Я была поражена, почти огорчена такой переменой и спросила, что с ним.

— Что со мной? — сказал он. — И у вас хватает смелости, сударыня, спрашивать меня?

Эти слова и жесткость, с какой они были сказаны, оскорбили меня, и я холодно ответила:

— Не знаю, что вы хотите сказать.

— Я хочу сказать, — закричал он вне себя, — я хочу сказать, сударыня, что некоторые женщины попирают ногами всякий стыд и достоинство! Я хочу сказать, что некоторые женщины не только играют священными обязанностями, предписанными положением в обществе, браком, семьей и религией, но покрывают себя еще двойным позором, избирая в соучастники своего распутства презренных, ничтожных людишек! Эти женщины так бесстыдны, так потеряны, что осмеливаются делать из родительского дома притон для своих безобразий, так как, не боясь, предаются постыдному разврату на глазах у мужа, на глазах у матери и отца. Полагаю, что теперь, сударыня, вы меня понимаете!

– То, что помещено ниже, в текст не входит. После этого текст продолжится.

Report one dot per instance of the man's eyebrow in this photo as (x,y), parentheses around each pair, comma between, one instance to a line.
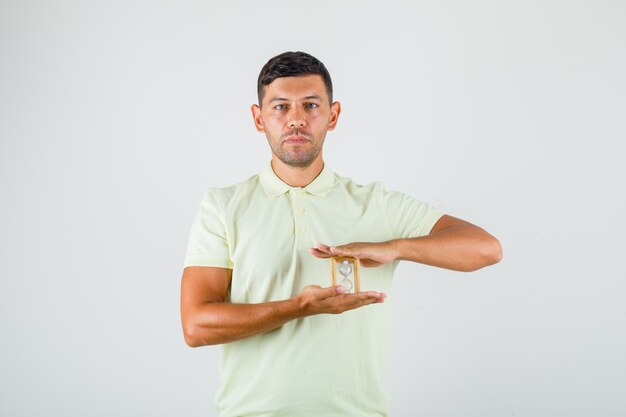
(313,97)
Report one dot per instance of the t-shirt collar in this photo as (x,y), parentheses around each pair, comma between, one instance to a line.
(274,186)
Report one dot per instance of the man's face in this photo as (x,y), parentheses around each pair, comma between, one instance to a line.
(295,115)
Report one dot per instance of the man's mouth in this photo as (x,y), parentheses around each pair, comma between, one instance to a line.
(296,139)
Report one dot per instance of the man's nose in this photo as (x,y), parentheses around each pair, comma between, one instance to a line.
(296,118)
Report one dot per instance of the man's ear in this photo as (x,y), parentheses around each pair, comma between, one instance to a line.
(256,115)
(335,109)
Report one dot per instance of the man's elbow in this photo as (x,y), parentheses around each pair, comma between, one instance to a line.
(490,252)
(196,336)
(487,253)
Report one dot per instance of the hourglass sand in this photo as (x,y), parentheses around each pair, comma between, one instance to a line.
(345,271)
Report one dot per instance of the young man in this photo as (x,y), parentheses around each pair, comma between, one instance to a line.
(257,276)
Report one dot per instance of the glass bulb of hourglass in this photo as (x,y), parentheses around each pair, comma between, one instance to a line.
(345,270)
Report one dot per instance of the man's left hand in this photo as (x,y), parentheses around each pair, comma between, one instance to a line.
(369,254)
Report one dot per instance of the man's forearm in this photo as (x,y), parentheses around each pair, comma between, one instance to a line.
(210,323)
(221,322)
(462,248)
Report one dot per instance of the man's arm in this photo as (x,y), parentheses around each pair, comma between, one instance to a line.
(208,319)
(452,244)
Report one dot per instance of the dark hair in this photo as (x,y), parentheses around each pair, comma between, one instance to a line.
(292,64)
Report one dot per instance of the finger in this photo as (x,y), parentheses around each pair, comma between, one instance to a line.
(318,253)
(323,248)
(329,292)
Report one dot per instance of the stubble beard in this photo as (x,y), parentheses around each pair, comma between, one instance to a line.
(298,159)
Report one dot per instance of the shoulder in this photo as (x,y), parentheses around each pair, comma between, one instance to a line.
(224,196)
(348,185)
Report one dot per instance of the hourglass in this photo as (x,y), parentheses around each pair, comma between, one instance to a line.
(345,271)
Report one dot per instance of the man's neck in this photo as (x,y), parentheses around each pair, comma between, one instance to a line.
(297,176)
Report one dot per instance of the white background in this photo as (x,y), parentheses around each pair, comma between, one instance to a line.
(115,116)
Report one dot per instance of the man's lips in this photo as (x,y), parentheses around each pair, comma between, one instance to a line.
(296,140)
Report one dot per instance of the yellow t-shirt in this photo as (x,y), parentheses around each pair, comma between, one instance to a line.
(262,228)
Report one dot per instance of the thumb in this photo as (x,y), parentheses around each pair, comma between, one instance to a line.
(341,250)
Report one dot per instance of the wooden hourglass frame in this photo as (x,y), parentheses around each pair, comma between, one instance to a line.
(337,276)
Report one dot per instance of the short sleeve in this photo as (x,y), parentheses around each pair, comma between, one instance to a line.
(409,217)
(208,242)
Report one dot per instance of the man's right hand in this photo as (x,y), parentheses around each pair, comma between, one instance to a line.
(333,300)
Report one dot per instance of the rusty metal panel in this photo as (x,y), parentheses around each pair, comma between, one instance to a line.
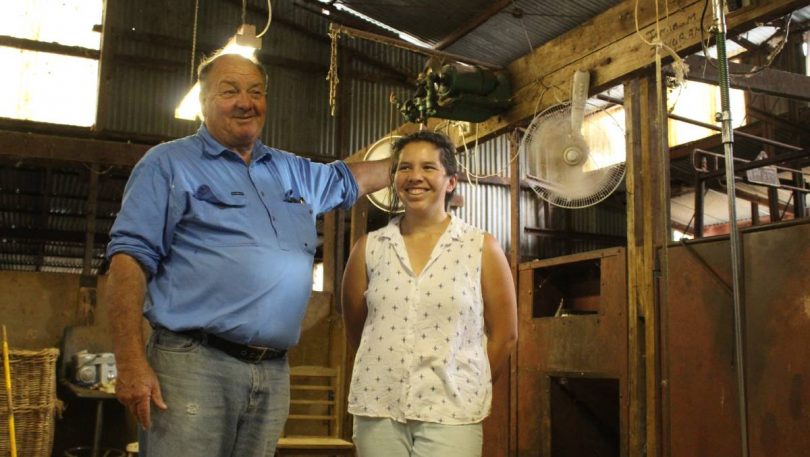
(701,414)
(590,345)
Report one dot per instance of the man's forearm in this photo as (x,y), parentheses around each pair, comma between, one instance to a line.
(371,176)
(126,292)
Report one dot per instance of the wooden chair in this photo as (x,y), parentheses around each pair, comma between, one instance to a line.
(314,426)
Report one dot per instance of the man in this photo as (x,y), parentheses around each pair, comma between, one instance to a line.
(214,245)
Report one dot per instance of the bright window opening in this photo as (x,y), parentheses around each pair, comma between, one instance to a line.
(700,102)
(44,86)
(317,277)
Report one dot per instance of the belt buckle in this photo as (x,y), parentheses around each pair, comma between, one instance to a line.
(257,353)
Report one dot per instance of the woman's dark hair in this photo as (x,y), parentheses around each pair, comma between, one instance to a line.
(447,156)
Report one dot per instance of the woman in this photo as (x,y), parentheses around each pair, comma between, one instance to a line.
(429,303)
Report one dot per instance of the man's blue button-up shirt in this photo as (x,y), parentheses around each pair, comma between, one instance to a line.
(229,245)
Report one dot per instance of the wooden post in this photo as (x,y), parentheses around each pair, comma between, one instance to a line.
(645,231)
(516,229)
(87,282)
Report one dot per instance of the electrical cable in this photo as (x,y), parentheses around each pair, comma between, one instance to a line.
(269,19)
(194,41)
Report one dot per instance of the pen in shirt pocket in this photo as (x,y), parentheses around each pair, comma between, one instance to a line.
(291,197)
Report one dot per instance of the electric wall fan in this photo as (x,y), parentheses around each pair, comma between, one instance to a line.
(383,198)
(574,160)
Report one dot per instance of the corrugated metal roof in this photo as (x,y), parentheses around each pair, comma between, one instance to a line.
(506,35)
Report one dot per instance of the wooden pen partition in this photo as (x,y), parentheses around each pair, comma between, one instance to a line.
(572,356)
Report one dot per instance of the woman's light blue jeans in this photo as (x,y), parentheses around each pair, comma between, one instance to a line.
(382,437)
(218,406)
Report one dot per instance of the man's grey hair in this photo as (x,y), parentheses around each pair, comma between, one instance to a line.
(204,69)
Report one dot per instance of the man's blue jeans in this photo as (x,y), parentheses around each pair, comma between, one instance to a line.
(219,406)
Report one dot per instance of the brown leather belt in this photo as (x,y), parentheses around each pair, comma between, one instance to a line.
(244,352)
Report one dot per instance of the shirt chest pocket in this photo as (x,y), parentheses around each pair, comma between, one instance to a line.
(297,229)
(220,216)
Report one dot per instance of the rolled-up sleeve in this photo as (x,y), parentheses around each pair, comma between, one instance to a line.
(140,227)
(329,185)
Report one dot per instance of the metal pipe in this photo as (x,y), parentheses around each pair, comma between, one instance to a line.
(727,134)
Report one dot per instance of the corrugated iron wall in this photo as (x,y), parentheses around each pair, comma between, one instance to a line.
(150,67)
(487,206)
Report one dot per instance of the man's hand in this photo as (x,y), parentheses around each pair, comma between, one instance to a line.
(137,387)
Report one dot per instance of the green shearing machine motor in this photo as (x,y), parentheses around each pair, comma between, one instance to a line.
(471,95)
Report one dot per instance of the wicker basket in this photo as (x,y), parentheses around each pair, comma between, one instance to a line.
(33,383)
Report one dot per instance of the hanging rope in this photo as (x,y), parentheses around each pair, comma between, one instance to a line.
(332,76)
(194,41)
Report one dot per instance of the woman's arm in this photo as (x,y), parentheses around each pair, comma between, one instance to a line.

— Постойте, — отвечала я, — кое-чего недостает для спасительного действия этого добродетельного выговора.

— И чего же недостает, сударыня?

— Недостает присутствия моей матери, г-на де Сен-Мерри и баронессы де Роберсак. Когда-нибудь, отстояв обедню, соберите этот строгий собор под вашим председательством и заставьте предстать перед ним бесстыдную женщину, о которой вы говорите. Я не сомневаюсь, что она почтительно преклонится перед решением трибунала такой высокой нравственности, такой строгой чистоты.

— Вы осмеливаетесь со мной так говорить, сударыня! Вы забыли, что я ваш отец! — закричал князь.

— Это вопрос слишком щекотливый, — сказала я, — позвольте на него ничего не ответить.

И я оставила князя, раздраженного до крайности. Если бы этот человек был моим отцом, то я говорила бы иначе. Но я несомненно знаю, что я дочь г-на де Сен-Мерри. Меня давно уже возмущало наглое противоречие между циничными поступками и добродетельными разговорами этих старых прелюбодеев, которые набожно крестятся с опущенными глазами и все кропят святой водой. Очень вам благодарна, мой дорогой Анатоль, что вы дали мне хороший случай покончить с этим смешным, отвратительным лицемерием.

За обедом князь не показывался; он сказался больным. Итак, он, очевидно, знает о нашей связи: его намеки более чем прозрачны. Герцог и моя мать ничего не знают, потому что она была со мной, как всегда, а мой муж путался в остроумных разъяснениях относительно пищеварения у жуков. Не видя вашего прибора, я предположила, что прислуга знала уже, что вы не будете обедать. Из этого я заключила, что вы оставили отель после суровой филиппики по адресу некото-рых герцогинь, берущих себе в любовники «ничтожных людишек».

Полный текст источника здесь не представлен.